Cristina Fernández de Kirchner, Reinhart and Rogoff: “This time is different”
Thursday, November 21, 2013
By Claudio Loser
Cristina’s return to exercising power in Argentina after her convalescence has been surrounded by surprise and confusion. The designation of the young Marxist, Keynesian, heterodox Axel Kicillof in the Economy Ministry, and the replacement of the almost orthodox Central Bank President Marcó del Pont, indicate a deepening of the “model” – public spending, taking full advantage of the international tail wind, and a strong role of the state. The resignation of the most criticized Commerce Secretary Guillermo Moreno, suggests only the smoothing of the edges and sources of popular exasperation, and not a favorable change of direction toward recovery. The stock market immediately fell and the blue (parallel) market dollar shot up.
All these changes seem to suspend the so-necessary rapprochement with the international economic community: Paris Club, IMF, ICSID, associated with the World Bank, and the Inter-American Bank. Of at least equal importance, it complicates the dialogue and possible negotiation with the “holdouts” with the imminent closing of judicial options in the United States. Only the underlying resistance of the economy and, until a short time ago, high international prices have allowed Argentina not to fall into a heavy economic crisis but onto a trajectory of gradual impoverishment, but with serious structural consequences in the longer term.
The Argentine situation brings one to re-read the very well-known book by Kenneth Rogoff and Carmen Reinhart “This time is different” (2009).
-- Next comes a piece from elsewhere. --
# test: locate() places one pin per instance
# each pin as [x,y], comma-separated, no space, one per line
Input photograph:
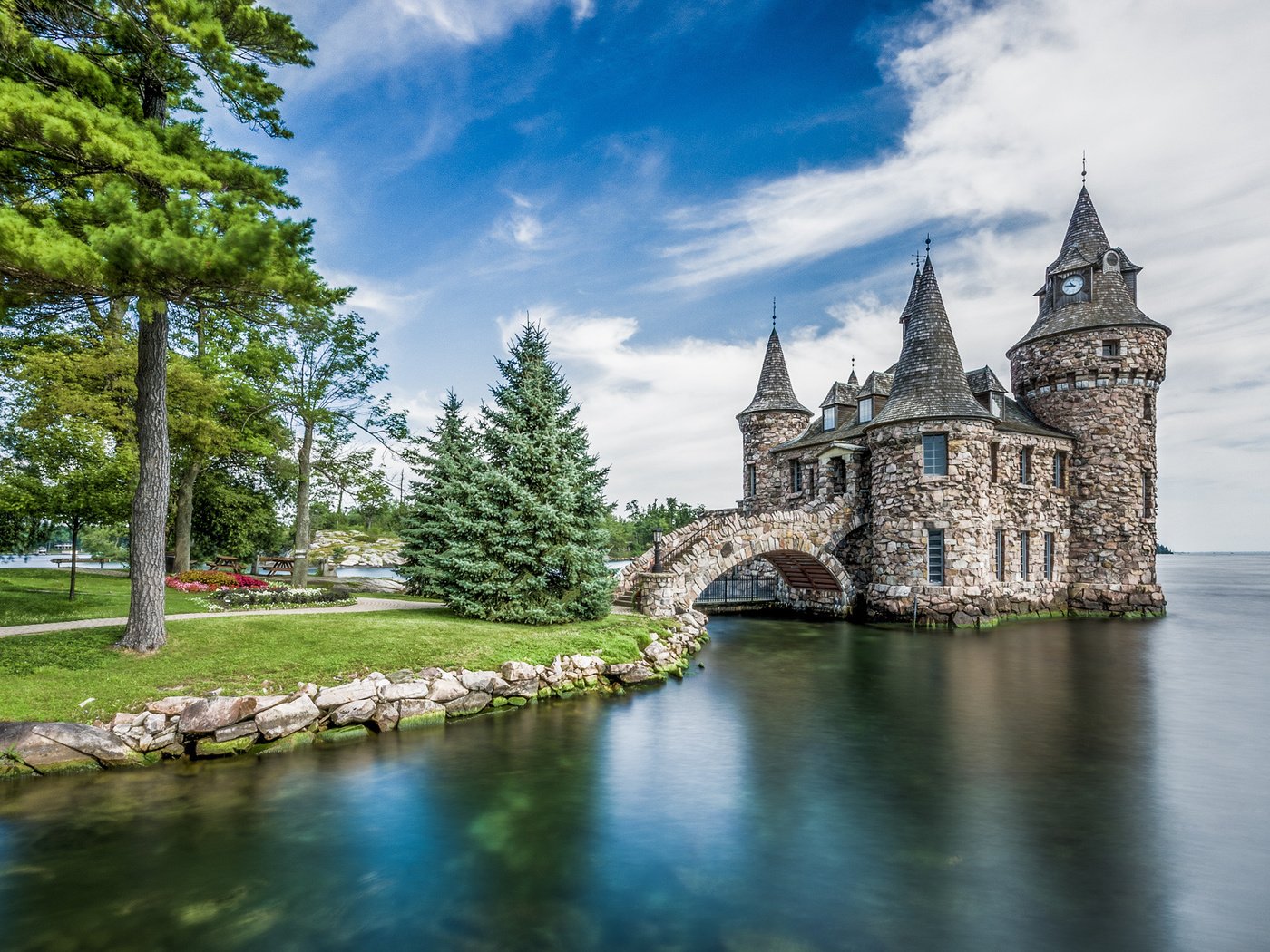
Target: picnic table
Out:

The book has been criticized because of very specific mistakes in estimation. Even still, it continues to be a brilliant and meticulous treatise of the centuries of financial lunacy (their words). It’s an indispensable book that lays out a sobering view of interminable booms and busts, using the movement of specific economic variables to predict financial and external crises.
Among the most relevant variables to predict crises, the authors mention the appreciation of the real exchange rate; the behavior of exports and the external current accounts; movements in international reserves and monetary expansion, fiscal deficit, movements of the stock markets, to which we can add the public and external debt. If one analyzes the behavior of these variables one could corroborate if there is or is not the high likelihood of crisis.
Without entering here into numerical details, by studying the relative deterioration of the variables of the last three years for the ten most important countries of the region, by far Argentina, together with Venezuela, show the greater quantity of weak performance indicators (in seven of the eight variables), presaging an almost inevitable crisis. For the majority of the readers this only corroborates their suspicions, by which, contrary to the official rhetoric, the situation THIS TIME IS NOT DIFFERENT.
These indicators are tentative and their predictive strength would improve if one includes other countries, inside and outside the region. Even still, the perhaps simplistic use of the study of Reinhart and Rogoff allows one to question the myths of interminable cycles of prosperity. Regrettably, and without being able to be original, we will see in the coming two years that “those who do not study the mistakes of the past are destined to repeat them.”